Niektóre osoby zdołały na przestrzeni lat zrozumieć potencjał, jaki tkwi w bitcoinie, aby chronić nasz kapitał przed utratą wartości, a także przed kontrolą ze strony organów rządowych. Mimo pierwotnego sceptycyzmu udało się im przeskoczyć wszystkie wątpliwości i stać entuzjastami największej z kryptowalut. Jednakże prezes jednego z największych banków na świecie w dalszym ciągu brnie w zaparte, że BTC nie posiada żadnej wartości i kolejny raz próbował przekonać wszystkich, że jest to szkodliwy twór.
- Jamie Dimon udzielił wczoraj wywiadu, podczas którego porównał bitcoina do... palenia papierosów.
- Paradoksalnie CEO JPMorgan mówił, że nie ma problemu z kryptowalutami oraz ich adopcją przez instytucje.
"Nie jestem przeciwny krypto, ale mam problem z bitcoinem"
Jeden z najgłośniejszych krytyków
bitcoina kolejny raz uderzył w niego w ostatnio udzielonym wywiadzie na łamach
CBS News.
Jamie Dimon, dyrektor generalny amerykańskiego banku
JPMorgan, od lat próbuje przekonać wszystkich, że największa z kryptowalut jest zwykłą piramidą finansową.
Dziwi przede wszystkim fakt, że nie docierają do niego argumenty wynikające z fundamentów tego ekosystemu, mającego
swoje podstawy w zapisie kodu bitcoina.
A przecież Dimon sam
przyznał, że dowodzona przez niego instytucja
jest globalnym liderem w kwestii wykorzystania blockchaina, to chyba jednak powinien wiedzieć, na czym to polega.
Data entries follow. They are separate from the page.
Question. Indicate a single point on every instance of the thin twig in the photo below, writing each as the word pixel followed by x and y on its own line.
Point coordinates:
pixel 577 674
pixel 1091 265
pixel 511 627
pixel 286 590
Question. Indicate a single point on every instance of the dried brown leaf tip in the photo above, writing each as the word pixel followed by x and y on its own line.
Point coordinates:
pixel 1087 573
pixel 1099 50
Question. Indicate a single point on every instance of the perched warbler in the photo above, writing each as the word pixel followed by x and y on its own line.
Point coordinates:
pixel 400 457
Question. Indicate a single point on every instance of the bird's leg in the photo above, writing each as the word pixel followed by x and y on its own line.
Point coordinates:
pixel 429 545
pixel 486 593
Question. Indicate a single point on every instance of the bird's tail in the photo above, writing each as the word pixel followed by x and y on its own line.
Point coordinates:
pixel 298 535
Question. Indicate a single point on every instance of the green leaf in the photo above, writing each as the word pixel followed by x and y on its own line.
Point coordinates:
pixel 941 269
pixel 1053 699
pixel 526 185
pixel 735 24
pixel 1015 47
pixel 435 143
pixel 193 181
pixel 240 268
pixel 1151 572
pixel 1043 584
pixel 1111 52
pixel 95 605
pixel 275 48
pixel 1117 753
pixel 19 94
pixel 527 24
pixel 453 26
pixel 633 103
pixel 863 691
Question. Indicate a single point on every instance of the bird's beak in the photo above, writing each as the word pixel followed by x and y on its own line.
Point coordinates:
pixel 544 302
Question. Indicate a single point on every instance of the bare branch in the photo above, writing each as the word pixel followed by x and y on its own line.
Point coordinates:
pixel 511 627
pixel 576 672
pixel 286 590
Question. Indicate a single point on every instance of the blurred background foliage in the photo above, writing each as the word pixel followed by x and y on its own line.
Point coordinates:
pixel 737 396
Chyba, że CEO JPMorgan po prostu udaje wielkiego wroga
bitcoina i tkwi w tym jeszcze głębszy sens, niż mogłoby się wydawać. Teorii spiskowych na ten temat
nie brakuje.
Teraz natomiast stwierdził, że
bitcoin ma wiele wspólnego z...
paleniem papierosów.
Osobiście, jako wieloletni palacz, nigdy nie zauważyłem żadnego wspólnego mianownika między tytoniem a największą z kryptowalut.
Dimon powiedział, że mimo iż ludzie mają prawo handlować kryptowalutą, to wcale nie jest zdrową inwestycją ani zachowaniem.
Po prostu nie czuję się dobrze z bitcoinem. Doceniam czyjąś zdolność do kupowania lub sprzedawania go. Tak samo jak uważam, że masz prawo palić, ale nie sądzę, że powinieneś to robić
– dodał Dimon.
Warto przypomnieć, że jeszcze niedawno twierdził, że
gdyby posiadał władzę na miarę rządu USA, to zakazałby bitcoina. Tak więc jego wczorajsza wypowiedź nie była do końca szczera.
Dimon przyznał, że w przyszłości prawdopodobnie pojawi się pewna forma waluty cyfrowej, ale nadal krytycznie odnosi się do
bitcoina.
Kontynuując, w rozmowie z dziennikarką CBS News ponownie stwierdził, że
BTC nie posiada żadnej wewnętrznej wartości i stanowi głównie narzędzie kryminalistów.
Co ciekawe, dał do zrozumienia, że ogólnie
nie jest przeciwnikiem koncepcji kryptowalut oraz ich adopcji. Twierdzi jednak, że kwestia legalności
bitcoina powinna zostać poddana pod ogólną wątpliwość na świecie.